Pig Squeal: Bridging Batch and Stream Processing Using Incremental Updates

Thumbnail Image


Publication or External Link





As developers shift from batch MapReduce to stream processing for better latency, they are faced with the dilemma of changing tools and maintaining multiple code bases. In this work we present a method for converting arbitrary chains of MapReduce jobs into pipelined, incremental processes to be executed in a stream processing framework. Pig Squeal is an enhancement of the Pig execution framework that runs lightly modified user scripts on Storm.

The contributions of this work include: an analysis that tracks how information flows through MapReduce computations along with the influence of adding and deleting data from the input, a structure to generically handle these changes along with a description of the criteria to re-enable efficiencies using combiners, case studies for running word count and the more complex NationMind algorithms within Squeal, and a performance model which examines execution times of MapReduce algorithms after converted.
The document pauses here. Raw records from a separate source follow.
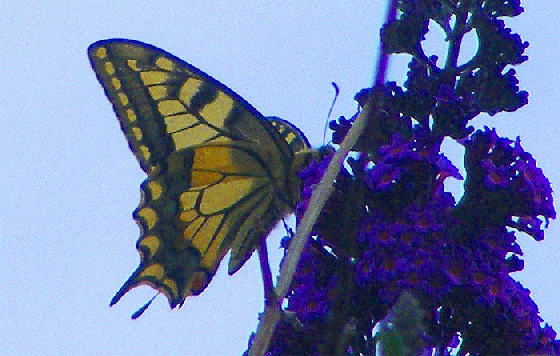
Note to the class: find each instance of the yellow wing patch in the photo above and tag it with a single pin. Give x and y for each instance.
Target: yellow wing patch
(220, 175)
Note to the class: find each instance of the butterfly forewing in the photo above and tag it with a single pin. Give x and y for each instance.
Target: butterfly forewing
(220, 175)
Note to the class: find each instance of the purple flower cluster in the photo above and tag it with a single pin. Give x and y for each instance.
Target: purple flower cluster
(412, 236)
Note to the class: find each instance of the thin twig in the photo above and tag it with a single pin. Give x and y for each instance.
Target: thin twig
(272, 314)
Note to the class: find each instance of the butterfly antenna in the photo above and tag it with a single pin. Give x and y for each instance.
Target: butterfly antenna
(144, 307)
(336, 92)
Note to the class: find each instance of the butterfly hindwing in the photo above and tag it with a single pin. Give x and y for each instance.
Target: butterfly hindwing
(220, 175)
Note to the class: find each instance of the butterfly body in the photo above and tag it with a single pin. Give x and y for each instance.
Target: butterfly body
(220, 175)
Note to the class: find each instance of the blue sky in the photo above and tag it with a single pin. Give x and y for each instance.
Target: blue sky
(70, 182)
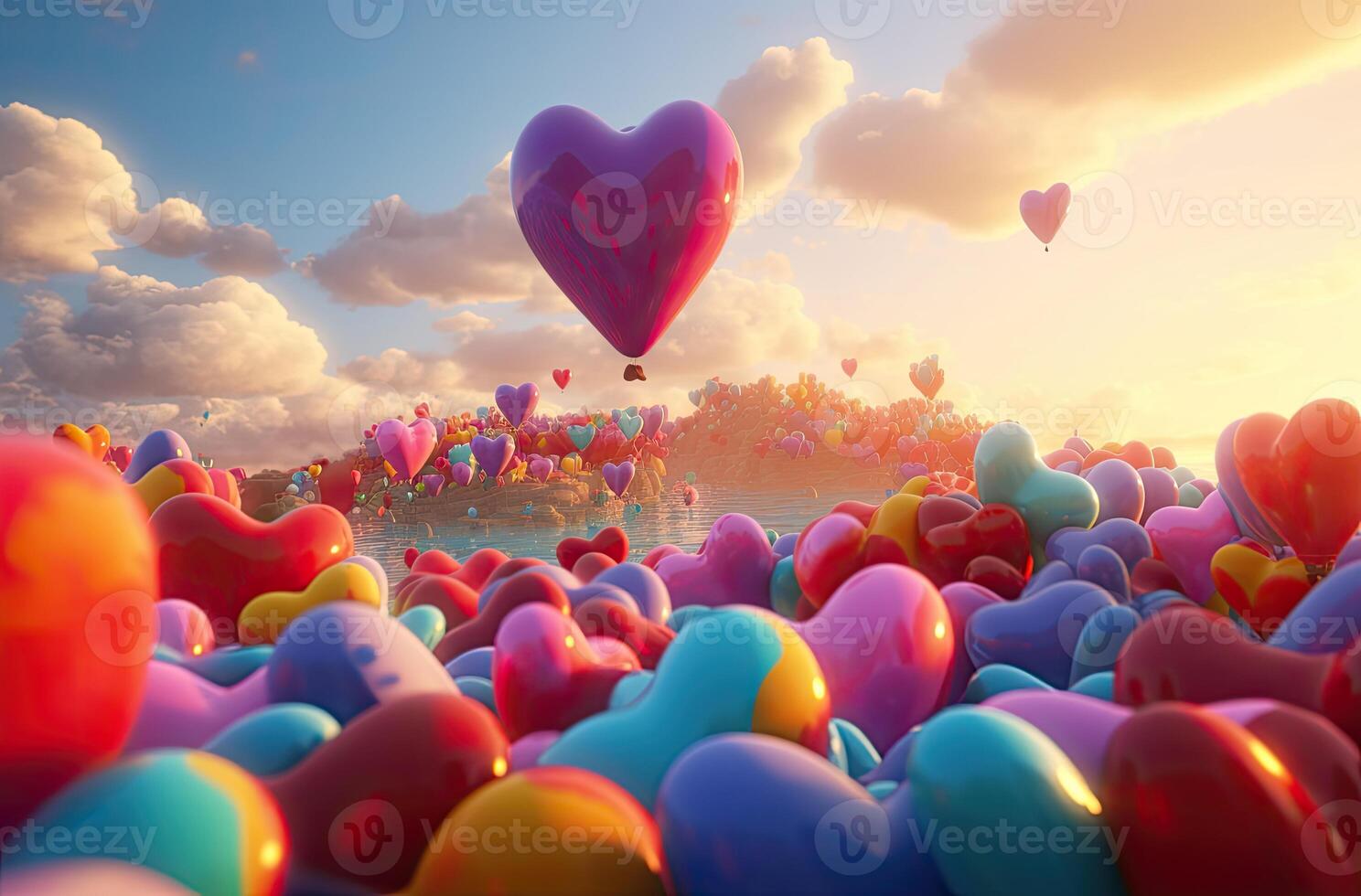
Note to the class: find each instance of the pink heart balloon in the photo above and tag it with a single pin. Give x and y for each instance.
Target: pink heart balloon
(627, 223)
(886, 647)
(183, 709)
(1045, 212)
(733, 566)
(406, 447)
(1187, 539)
(541, 468)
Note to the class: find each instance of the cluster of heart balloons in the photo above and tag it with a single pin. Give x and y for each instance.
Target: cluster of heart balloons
(906, 438)
(1093, 652)
(504, 443)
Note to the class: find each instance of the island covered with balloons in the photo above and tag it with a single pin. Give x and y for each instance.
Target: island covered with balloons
(1007, 667)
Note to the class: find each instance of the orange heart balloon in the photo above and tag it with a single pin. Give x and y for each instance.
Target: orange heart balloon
(1260, 589)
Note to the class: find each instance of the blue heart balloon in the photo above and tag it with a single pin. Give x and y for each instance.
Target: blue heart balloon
(1009, 471)
(1037, 633)
(983, 776)
(787, 820)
A general solution to the conversion of analytics from batch to streaming impacts developers with expertise in batch systems by providing a means to use their expertise in a new environment. Imagine a medical researcher who develops a model for predicting emergency situations in a hospital on historical data (in a batch system). They could apply these techniques to quickly deploy these detectors on live patient feeds. It also significantly impacts organizations with large investments in batch codes by providing a tool for rapid prototyping and significantly lowering the costs of experimenting in these new environments.